Longeant l’avenue Trudaine, la cité scolaire est un lieu chargé d’histoire. En compagnie de l’association « Sauvons le patrimoine du lycée Jacques-Decour ! » créé en 1991 et animée avec passion par d’anciens professeurs, notre petit groupe a eu le privilège de découvrir des endroits habituellement fermés au public.
Aux origines, la communauté religieuse Sainte-Barbe, fondée en 1690 à l’ombre de la Sorbonne prit le nom de Collège Rollin en 1830. Devenu trop exigu, Paris fit construire à partir de 1867 un nouvel établissement sur l’emplacement des anciens abattoirs de Montmartre. À la Libération, le lycée Rollin est officiellement rebaptisé Jacques Decour, pseudonyme de Daniel Decourdemanche, professeur agrégé d’allemand, résistant, et fusillé au Mont-Valérien en mai 42.

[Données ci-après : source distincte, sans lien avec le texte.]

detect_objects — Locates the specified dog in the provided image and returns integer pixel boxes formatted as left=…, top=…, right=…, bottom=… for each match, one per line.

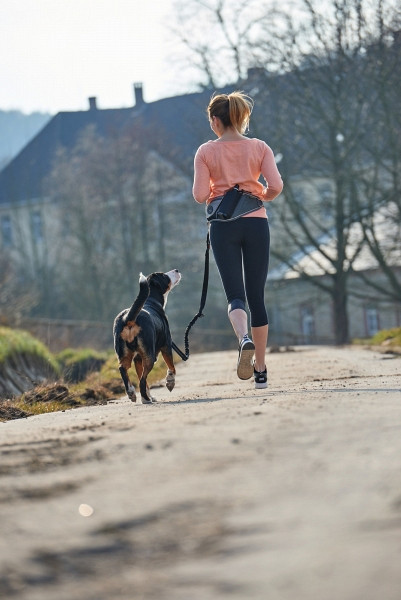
left=113, top=269, right=181, bottom=404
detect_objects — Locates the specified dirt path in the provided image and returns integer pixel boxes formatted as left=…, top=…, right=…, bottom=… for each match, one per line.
left=1, top=346, right=401, bottom=600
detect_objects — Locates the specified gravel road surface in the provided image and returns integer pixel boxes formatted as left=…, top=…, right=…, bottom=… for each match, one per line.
left=1, top=346, right=400, bottom=600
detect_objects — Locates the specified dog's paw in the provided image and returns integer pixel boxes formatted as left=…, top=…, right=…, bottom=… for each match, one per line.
left=165, top=371, right=175, bottom=392
left=127, top=385, right=137, bottom=402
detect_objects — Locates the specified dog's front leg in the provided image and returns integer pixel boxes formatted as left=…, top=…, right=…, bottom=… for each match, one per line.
left=166, top=369, right=175, bottom=391
left=162, top=349, right=176, bottom=392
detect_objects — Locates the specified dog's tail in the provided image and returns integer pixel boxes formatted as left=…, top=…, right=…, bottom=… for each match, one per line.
left=124, top=273, right=149, bottom=323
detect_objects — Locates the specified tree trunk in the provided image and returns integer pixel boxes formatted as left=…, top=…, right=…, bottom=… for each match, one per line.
left=332, top=275, right=349, bottom=345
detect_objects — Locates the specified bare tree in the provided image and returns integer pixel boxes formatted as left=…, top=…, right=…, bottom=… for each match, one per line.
left=43, top=121, right=201, bottom=328
left=171, top=0, right=267, bottom=88
left=352, top=27, right=401, bottom=302
left=264, top=0, right=400, bottom=343
left=0, top=253, right=39, bottom=324
left=0, top=195, right=60, bottom=319
left=45, top=125, right=162, bottom=320
left=171, top=0, right=400, bottom=344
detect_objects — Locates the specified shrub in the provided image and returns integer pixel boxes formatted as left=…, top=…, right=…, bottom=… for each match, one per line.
left=370, top=327, right=401, bottom=348
left=0, top=326, right=59, bottom=370
left=56, top=348, right=108, bottom=383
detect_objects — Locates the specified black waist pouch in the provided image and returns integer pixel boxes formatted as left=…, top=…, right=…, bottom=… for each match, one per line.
left=206, top=185, right=263, bottom=222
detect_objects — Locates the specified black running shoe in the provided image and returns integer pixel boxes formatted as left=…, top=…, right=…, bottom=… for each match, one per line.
left=237, top=335, right=255, bottom=380
left=254, top=367, right=268, bottom=389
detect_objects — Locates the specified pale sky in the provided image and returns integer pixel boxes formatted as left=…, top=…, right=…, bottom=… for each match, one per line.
left=0, top=0, right=189, bottom=114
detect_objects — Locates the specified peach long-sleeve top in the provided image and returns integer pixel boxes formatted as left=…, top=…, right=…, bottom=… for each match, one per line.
left=192, top=137, right=283, bottom=218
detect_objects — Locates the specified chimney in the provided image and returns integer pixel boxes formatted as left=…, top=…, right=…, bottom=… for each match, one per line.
left=88, top=97, right=97, bottom=111
left=133, top=83, right=144, bottom=107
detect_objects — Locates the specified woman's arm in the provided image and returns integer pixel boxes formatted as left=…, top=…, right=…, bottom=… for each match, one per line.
left=261, top=144, right=283, bottom=202
left=192, top=148, right=211, bottom=203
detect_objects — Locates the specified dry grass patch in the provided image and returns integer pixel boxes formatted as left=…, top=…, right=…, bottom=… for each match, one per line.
left=1, top=352, right=174, bottom=422
left=354, top=327, right=401, bottom=354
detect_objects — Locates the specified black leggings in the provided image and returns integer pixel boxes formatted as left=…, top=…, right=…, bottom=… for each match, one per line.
left=210, top=217, right=270, bottom=328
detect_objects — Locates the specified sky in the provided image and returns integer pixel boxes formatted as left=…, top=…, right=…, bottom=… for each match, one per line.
left=0, top=0, right=190, bottom=114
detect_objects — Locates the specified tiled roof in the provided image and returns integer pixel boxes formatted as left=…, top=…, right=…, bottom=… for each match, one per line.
left=0, top=106, right=134, bottom=204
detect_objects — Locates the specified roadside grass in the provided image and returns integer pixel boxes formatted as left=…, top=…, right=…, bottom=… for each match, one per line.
left=353, top=327, right=401, bottom=352
left=56, top=347, right=108, bottom=383
left=0, top=326, right=60, bottom=374
left=370, top=327, right=401, bottom=348
left=0, top=326, right=61, bottom=421
left=1, top=343, right=172, bottom=422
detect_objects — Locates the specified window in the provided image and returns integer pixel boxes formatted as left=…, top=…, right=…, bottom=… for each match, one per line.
left=365, top=307, right=379, bottom=337
left=301, top=305, right=315, bottom=343
left=1, top=215, right=13, bottom=248
left=31, top=210, right=43, bottom=243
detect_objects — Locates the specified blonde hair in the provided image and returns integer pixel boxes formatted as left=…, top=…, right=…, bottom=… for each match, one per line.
left=207, top=91, right=254, bottom=134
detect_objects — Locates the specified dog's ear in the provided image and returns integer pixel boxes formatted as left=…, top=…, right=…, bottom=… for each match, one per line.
left=148, top=273, right=170, bottom=291
left=147, top=273, right=157, bottom=287
left=147, top=273, right=161, bottom=287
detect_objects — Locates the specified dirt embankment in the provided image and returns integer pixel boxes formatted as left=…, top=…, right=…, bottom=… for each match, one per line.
left=0, top=346, right=400, bottom=600
left=0, top=353, right=57, bottom=398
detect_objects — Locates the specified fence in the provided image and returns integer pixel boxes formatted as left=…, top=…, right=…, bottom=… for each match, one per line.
left=17, top=318, right=234, bottom=354
left=18, top=318, right=112, bottom=353
left=15, top=318, right=329, bottom=354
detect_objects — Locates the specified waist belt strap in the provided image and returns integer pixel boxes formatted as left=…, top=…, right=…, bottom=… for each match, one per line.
left=206, top=185, right=263, bottom=222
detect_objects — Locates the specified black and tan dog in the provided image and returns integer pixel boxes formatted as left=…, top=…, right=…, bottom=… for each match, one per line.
left=113, top=269, right=181, bottom=404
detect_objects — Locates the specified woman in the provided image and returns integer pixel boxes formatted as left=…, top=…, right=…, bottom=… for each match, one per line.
left=192, top=91, right=283, bottom=389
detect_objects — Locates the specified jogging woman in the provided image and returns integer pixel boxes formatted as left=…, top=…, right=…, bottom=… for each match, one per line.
left=192, top=91, right=283, bottom=389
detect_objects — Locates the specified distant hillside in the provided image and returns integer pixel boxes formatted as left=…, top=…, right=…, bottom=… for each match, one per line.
left=0, top=110, right=52, bottom=169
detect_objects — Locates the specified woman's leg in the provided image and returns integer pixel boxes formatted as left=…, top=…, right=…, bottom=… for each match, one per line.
left=210, top=218, right=270, bottom=380
left=242, top=219, right=270, bottom=372
left=251, top=324, right=268, bottom=372
left=210, top=221, right=249, bottom=341
left=228, top=308, right=248, bottom=341
left=210, top=221, right=256, bottom=379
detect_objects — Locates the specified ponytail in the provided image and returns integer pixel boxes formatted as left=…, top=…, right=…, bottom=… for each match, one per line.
left=208, top=91, right=254, bottom=134
left=228, top=92, right=253, bottom=133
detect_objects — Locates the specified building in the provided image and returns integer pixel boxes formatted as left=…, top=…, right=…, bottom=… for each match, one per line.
left=268, top=204, right=401, bottom=344
left=0, top=63, right=399, bottom=348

Sous les arcades, on retrouve un bronze de Jacques Decour. Au sol, de magnifiques mosaïques signées de l’italien Facchina qui réalisa celles du Palais Garnier ou encore de la Galerie Vivienne.
L’on apprend que dernière les fenêtres des derniers étages, des dortoirs et chambres individuelles pour les plus fortunés, accueillaient les internes. Jusqu’en 1968, point de filles ici mais des garçons et un corps enseignant uniquement masculin.

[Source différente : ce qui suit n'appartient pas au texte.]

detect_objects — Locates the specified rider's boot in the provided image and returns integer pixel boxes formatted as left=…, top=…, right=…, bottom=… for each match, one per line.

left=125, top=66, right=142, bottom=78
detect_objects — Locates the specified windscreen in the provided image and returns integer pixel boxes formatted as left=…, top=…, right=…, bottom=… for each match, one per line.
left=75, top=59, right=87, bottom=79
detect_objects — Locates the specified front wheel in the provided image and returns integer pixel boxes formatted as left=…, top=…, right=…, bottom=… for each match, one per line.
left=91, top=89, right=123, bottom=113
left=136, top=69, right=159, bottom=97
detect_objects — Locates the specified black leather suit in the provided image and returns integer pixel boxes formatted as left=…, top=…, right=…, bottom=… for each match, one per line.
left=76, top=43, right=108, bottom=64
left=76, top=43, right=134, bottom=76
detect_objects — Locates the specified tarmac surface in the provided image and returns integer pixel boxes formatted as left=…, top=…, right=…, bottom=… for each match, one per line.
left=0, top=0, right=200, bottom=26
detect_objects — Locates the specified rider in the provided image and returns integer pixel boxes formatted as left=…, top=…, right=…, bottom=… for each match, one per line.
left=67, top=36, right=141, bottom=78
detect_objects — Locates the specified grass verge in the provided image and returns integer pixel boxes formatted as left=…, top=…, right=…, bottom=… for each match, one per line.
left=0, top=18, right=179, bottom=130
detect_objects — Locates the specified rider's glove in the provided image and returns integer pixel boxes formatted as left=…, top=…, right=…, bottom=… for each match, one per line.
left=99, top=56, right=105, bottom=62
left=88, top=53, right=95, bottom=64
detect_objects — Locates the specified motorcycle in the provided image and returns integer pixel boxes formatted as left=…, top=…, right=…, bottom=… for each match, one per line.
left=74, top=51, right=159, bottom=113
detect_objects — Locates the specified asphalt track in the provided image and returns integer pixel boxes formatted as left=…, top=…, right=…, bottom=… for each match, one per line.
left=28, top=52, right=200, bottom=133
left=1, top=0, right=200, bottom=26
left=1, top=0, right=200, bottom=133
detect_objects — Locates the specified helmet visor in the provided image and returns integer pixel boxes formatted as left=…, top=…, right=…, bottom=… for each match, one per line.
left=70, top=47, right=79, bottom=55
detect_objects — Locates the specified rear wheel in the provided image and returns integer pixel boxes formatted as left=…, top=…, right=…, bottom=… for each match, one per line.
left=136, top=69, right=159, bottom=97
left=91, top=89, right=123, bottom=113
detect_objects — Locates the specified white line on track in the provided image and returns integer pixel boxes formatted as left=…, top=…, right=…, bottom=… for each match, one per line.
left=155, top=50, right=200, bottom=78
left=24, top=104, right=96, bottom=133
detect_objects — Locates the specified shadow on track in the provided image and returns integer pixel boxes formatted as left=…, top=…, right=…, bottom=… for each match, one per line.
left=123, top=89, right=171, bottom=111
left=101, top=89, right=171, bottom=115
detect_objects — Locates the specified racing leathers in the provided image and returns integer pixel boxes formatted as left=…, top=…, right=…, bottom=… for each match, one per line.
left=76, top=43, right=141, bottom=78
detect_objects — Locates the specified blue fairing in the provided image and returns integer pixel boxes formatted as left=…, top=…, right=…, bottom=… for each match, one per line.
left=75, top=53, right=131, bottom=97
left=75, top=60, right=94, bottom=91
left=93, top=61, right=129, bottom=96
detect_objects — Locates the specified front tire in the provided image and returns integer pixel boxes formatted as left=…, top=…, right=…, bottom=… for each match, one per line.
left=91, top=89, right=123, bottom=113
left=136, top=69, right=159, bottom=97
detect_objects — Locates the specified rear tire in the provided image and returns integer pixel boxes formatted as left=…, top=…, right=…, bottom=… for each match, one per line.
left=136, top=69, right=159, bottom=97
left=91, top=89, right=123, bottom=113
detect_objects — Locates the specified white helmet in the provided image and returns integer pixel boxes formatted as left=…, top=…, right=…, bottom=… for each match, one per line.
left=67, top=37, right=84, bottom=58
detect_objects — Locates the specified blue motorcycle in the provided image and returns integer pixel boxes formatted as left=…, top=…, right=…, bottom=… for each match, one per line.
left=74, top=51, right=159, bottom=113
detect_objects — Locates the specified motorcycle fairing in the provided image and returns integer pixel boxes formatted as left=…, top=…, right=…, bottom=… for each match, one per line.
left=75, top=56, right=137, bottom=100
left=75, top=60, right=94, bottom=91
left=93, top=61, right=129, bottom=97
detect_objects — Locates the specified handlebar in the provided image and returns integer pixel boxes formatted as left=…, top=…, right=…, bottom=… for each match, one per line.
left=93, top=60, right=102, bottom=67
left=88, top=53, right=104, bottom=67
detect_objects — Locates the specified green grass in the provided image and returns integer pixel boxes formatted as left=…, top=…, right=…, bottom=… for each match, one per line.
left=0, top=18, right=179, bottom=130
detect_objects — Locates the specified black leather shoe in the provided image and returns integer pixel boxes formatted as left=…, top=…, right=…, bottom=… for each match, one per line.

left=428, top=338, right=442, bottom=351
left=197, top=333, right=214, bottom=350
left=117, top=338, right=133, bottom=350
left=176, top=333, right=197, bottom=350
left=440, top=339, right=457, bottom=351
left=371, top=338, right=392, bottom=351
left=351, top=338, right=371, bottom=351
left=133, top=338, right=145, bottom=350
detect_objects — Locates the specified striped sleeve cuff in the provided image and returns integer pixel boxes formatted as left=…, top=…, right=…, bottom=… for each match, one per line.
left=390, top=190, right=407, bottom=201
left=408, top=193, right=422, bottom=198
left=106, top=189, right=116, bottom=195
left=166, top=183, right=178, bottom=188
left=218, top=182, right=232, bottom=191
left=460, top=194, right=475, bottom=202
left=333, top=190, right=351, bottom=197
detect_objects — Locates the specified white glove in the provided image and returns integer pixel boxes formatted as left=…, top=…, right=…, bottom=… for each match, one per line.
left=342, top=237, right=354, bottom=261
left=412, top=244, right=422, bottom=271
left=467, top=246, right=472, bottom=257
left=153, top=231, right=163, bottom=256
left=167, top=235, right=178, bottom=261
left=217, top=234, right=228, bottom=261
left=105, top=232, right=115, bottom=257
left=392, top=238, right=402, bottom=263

Nous passons par le couloir des moulages mêlant bustes de l’Antiquité, personnages historiques et scientifiques illustres. Les élèves se devaient pour parfaire leur histoire de l’art d’exécuter des copies en plâtre à partir d’empreintes prises sur des originaux.
Une cour d'honneur agrémentée de verdure, encadrée de bâtiments avec arcades. Autrefois, le dernier étage mansardé accueillait les internes.

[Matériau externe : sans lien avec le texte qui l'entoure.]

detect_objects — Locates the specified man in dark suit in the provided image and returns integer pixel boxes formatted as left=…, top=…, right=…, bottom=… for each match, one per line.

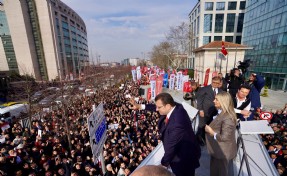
left=196, top=76, right=223, bottom=144
left=130, top=93, right=201, bottom=176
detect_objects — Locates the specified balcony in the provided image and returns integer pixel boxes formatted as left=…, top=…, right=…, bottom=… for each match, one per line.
left=135, top=87, right=279, bottom=176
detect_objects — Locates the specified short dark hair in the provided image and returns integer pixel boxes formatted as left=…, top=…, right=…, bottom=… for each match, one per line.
left=239, top=84, right=251, bottom=91
left=155, top=93, right=176, bottom=107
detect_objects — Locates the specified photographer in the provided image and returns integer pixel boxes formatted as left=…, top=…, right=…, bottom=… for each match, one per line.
left=226, top=68, right=244, bottom=97
left=247, top=73, right=265, bottom=120
left=183, top=82, right=200, bottom=108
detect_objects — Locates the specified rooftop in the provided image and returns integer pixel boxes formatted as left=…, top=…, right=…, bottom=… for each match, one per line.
left=193, top=41, right=252, bottom=52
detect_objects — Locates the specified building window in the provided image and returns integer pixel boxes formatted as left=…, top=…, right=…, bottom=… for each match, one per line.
left=197, top=16, right=200, bottom=35
left=228, top=2, right=237, bottom=10
left=198, top=5, right=200, bottom=14
left=237, top=13, right=244, bottom=32
left=203, top=36, right=211, bottom=45
left=225, top=36, right=233, bottom=42
left=215, top=14, right=224, bottom=33
left=205, top=2, right=213, bottom=11
left=216, top=2, right=225, bottom=10
left=226, top=14, right=235, bottom=32
left=204, top=14, right=212, bottom=33
left=236, top=36, right=242, bottom=44
left=240, top=1, right=246, bottom=10
left=214, top=36, right=222, bottom=41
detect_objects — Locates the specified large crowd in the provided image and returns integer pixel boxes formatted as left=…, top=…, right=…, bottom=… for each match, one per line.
left=259, top=104, right=287, bottom=176
left=0, top=80, right=161, bottom=176
left=0, top=72, right=287, bottom=176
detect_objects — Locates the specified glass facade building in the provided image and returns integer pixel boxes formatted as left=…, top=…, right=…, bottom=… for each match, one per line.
left=242, top=0, right=287, bottom=90
left=0, top=6, right=18, bottom=73
left=2, top=0, right=89, bottom=80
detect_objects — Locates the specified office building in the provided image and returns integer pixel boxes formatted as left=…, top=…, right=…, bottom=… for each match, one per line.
left=188, top=0, right=246, bottom=69
left=242, top=0, right=287, bottom=91
left=0, top=3, right=18, bottom=73
left=1, top=0, right=89, bottom=80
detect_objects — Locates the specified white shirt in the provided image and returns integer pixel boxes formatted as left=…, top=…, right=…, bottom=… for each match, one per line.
left=234, top=95, right=251, bottom=113
left=141, top=104, right=175, bottom=120
left=166, top=106, right=176, bottom=119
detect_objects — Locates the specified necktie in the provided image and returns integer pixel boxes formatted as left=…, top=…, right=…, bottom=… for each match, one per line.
left=165, top=116, right=169, bottom=124
left=213, top=88, right=216, bottom=96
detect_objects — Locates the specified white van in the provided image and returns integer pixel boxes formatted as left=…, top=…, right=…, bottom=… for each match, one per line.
left=0, top=103, right=29, bottom=123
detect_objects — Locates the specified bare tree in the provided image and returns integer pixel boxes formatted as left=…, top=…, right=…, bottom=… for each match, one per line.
left=150, top=41, right=174, bottom=69
left=150, top=22, right=190, bottom=70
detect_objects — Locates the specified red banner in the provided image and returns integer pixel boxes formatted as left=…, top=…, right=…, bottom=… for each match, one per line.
left=183, top=81, right=192, bottom=93
left=147, top=88, right=151, bottom=101
left=156, top=75, right=164, bottom=96
left=203, top=68, right=210, bottom=86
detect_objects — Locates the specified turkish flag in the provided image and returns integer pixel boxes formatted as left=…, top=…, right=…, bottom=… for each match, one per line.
left=221, top=41, right=228, bottom=56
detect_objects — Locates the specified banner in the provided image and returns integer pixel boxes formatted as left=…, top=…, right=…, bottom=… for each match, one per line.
left=136, top=66, right=141, bottom=80
left=131, top=68, right=136, bottom=82
left=169, top=74, right=175, bottom=90
left=182, top=75, right=189, bottom=91
left=176, top=71, right=183, bottom=90
left=150, top=75, right=157, bottom=100
left=156, top=75, right=164, bottom=96
left=147, top=88, right=151, bottom=101
left=183, top=81, right=192, bottom=93
left=163, top=73, right=169, bottom=88
left=203, top=68, right=210, bottom=86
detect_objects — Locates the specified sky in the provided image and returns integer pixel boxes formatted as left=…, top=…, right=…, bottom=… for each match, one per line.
left=61, top=0, right=197, bottom=63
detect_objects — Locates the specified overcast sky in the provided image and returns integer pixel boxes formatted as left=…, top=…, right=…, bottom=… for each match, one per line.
left=61, top=0, right=197, bottom=63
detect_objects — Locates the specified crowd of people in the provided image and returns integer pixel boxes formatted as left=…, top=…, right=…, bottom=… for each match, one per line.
left=1, top=68, right=287, bottom=176
left=0, top=80, right=162, bottom=176
left=260, top=104, right=287, bottom=176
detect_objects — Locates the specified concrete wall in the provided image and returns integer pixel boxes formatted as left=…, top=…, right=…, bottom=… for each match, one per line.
left=35, top=0, right=59, bottom=80
left=194, top=49, right=245, bottom=84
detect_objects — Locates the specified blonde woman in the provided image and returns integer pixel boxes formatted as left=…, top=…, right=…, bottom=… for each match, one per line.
left=205, top=92, right=237, bottom=176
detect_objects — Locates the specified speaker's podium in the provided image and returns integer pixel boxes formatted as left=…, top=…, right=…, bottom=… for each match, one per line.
left=235, top=120, right=279, bottom=176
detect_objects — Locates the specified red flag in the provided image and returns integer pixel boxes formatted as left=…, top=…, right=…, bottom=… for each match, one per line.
left=221, top=41, right=228, bottom=56
left=203, top=68, right=210, bottom=86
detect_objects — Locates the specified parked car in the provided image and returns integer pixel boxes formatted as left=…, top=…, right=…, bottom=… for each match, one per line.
left=38, top=94, right=57, bottom=107
left=31, top=91, right=45, bottom=103
left=54, top=95, right=69, bottom=105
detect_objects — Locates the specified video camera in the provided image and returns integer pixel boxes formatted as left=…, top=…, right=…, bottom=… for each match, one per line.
left=237, top=59, right=251, bottom=75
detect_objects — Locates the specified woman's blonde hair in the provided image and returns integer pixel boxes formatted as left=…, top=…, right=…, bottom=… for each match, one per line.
left=216, top=92, right=237, bottom=123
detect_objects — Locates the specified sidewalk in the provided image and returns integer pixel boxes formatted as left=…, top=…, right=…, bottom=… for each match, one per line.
left=261, top=89, right=287, bottom=111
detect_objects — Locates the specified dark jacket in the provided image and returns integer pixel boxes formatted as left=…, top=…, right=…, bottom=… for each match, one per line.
left=146, top=103, right=201, bottom=176
left=197, top=85, right=223, bottom=124
left=248, top=75, right=265, bottom=109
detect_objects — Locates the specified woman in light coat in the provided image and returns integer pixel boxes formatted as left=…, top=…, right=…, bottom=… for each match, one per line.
left=205, top=92, right=237, bottom=176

Nous pénétrons dans le théâtre qui sert toujours aux représentations et accueille les professeurs lors de la réunion de pré-rentrée. Équipé d’une scène tournante, son architecture innovante de fer et d’acier, autorise une plafond tout en courbure. À l’époque, chaque élève avait sa place numérotée attitrée et s’y tenait la distribution des carnets de notes en public. Une cérémonie redoutée alors par de nombreux élèves.
Comme de nombreux théâtres du quartier, celui du lycée est équipé d'une scène tournante permettant de changer facilement de décors.
Au sein de la chapelle, des vitraux aux motifs floraux.
Le couloir des moulages en plâtre, exécutés par des générations d'élèves.
La Chapelle restée en activité jusqu’à l’avènement de la République, dévoile des vitraux floraux, prémisses de l’Art nouveau et un orgue magnifique qui resta muet plus de 30 ans. En 1974, grâce à l’énergie d’un professeur de musique, Bernard Maugui et de ses élèves, l’instrument résonna à nouveau. Près de 500 personnes se pressaient lors du grand concert annuel avec orchestre. Boris Lefeivre, titulaire de l’orgue, avait pour habitude d’agrémenter la journée des enseignants et des élèves avec un concert à la pause de midi.
Un passage par l’ancienne bibliothèque des professeurs typique d’avant la guerre de 14-18 renseigne sur la richesse des collections avec quelques 10 500 livres et nombreuses revues, rangés par sujet à l’abri de bibliothèques vitrées. Un endroit resté dans son jus très apprécié du cinéma. Il a notamment servi de QG à Arsène Lupin, interprété par Omar Sy.
Parmi les archives, des photos de classes avec élèves et professeurs portant cravates et lavallières.
La visite se termine par le cabinet de physique où nous attend un professeur chargé d’exécuter plusieurs expériences. Parmi les trésors de la collection d’instruments datant de la fin du 19e, début 20e, une lentille de Fresnel et les hémisphères de Magdebourg.
En mai 2024, le lycée eut la joie de recevoir l’un de ses illustres élèves, Edgard Morin, 103 ans, qui fit ici toute sa scolarité dans les années 30.
Frédérique Chapuis
L'ancienne bibliothèque des professeurs riche de plus de 10 500 livres et revues à caractère scientifique.